Beim historischen 7:1-Erfolg über Brasilien hat die deutsche Fußball-Nationalmannschaft nicht nur spielerisch neue WM-Maßstäbe gesetzt. Sie hat sich auch als Vorbild gezeigt, meint der StZ-Sportchef Peter Stolterfoht.

Titelteam Stuttgarter Zeitung: Peter Stolterfoht (sto)

Stuttgart - Es gehört nicht besonders viel Fantasie dazu, sich vorzustellen, wie der Italiener Mario Balotelli oder der Portugiese Cristiano Ronaldo diesen Erfolg zelebriert hätten. Sie hätten sich ihr Trikot vom Leib gerissen und die muskelbepackten Oberkörper martialisch in Stellung gebracht. Nach dem Motto: Schaut her, ich bin der Größte. Bei Miroslav Klose dagegen sieht das ganz anders aus. Die extravagante Triumphpose ist dem deutschen Stürmer fremd. Keine Spur von Heldenabgang: mit hängenden Schultern ist Klose bei seiner Auswechslung vom Feld geschlichen. An diesem Bild war so gar nicht abzulesen, dass sich der 36-Jährige gerade mit 16 Treffern zum besten WM-Torschützen aller Zeiten gemacht und die deutsche Mannschaft im WM-Halbfinale ebenfalls Historisches geleistet hat.

 

Mindestens ebenso beeindruckend wie die fußballerische Leistung bei diesem denkwürdigen 7:1-Erfolg über Brasilien war, wie die deutsche Mannschaft mit dieser einmaligen Situation umgegangen ist. Sie hat diesen Moment nicht freudetrunken auf Kosten des Verlierers ausgekostet, sondern die völlig konsternierten brasilianischen Spieler in den Arm genommen und getröstet – wohl wissend, welche Dimension diese Niederlage für den Gastgeber besitzt. Später sprach der Bundestrainer ganz ruhig von Demut und vom Mitgefühl, das in so einem Moment auch der brasilianischen Mannschaft und ihren Millionen von Fans gelte. Das faire Verhalten, die zurückgenommene und bescheidene Vorstellung nach der Gala haben sich wie ein roter Faden durch diese Mannschaft gezogen. Und das macht den 7:1-Sieg zu etwas wirklich Großem.

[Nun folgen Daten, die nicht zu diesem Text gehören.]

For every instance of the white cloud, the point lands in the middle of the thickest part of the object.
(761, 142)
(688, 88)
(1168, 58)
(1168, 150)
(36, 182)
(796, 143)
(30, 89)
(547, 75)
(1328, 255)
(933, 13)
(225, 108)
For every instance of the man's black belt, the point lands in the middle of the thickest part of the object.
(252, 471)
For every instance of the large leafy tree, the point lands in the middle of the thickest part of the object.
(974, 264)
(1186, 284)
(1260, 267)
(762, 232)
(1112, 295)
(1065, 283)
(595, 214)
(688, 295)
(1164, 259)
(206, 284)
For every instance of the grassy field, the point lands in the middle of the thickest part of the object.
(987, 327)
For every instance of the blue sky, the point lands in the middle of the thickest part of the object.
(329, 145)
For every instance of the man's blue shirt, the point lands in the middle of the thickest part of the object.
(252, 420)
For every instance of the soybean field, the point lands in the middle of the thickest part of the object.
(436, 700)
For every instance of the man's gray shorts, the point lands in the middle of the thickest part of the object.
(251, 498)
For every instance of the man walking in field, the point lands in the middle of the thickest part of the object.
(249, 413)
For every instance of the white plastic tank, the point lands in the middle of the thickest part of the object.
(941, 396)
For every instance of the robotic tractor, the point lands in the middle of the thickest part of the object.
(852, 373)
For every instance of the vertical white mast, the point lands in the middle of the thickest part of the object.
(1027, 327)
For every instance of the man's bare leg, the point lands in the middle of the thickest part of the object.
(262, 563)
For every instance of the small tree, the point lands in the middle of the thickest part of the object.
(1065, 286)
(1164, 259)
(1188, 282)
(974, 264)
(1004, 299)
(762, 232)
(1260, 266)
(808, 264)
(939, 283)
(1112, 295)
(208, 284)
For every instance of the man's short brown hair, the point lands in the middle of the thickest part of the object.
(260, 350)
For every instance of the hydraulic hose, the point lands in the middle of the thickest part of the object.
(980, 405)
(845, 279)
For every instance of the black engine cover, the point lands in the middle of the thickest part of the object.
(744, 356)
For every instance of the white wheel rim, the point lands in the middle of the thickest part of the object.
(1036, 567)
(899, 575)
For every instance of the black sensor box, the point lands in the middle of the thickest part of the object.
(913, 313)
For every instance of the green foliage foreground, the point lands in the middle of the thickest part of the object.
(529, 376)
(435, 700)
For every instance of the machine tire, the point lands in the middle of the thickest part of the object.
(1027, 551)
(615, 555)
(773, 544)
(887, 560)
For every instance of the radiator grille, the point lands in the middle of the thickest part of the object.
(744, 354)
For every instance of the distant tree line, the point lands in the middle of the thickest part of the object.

Dieses Team hat es in Belo Horizonte geschafft, nicht nur spielerisch neue WM-Maßstäbe zu setzen.

Menschliche Qualität ist Löw wichtig

Der Erfolg ist bei der deutschen Mannschaft in den besten Händen. Das war nicht immer so. In schlimmer Erinnerung bleibt der Torhüter Toni Schumacher, der beim WM-Halbfinalsieg 1982 erst Patrick Battiston auf dem Platz und später ganz Frankreich durch unverschämte Kommentare verletzte. Schumacher, der damals beste Torhüter der Welt, hätte es bei Joachim Löw aufgrund von charakterlichen Defiziten vermutlich nicht in den WM-Kader geschafft. An diesem besonderen Abend von Belo Horizonte ist deutlich geworden, was der Bundestrainer gemeint hat, als er vor dem Turnier über seine Nominierungskriterien sprach. Seine Spieler müssten neben den fußballerischen auch die entsprechenden menschlichen Voraussetzungen mitbringen, so Joachim Löw.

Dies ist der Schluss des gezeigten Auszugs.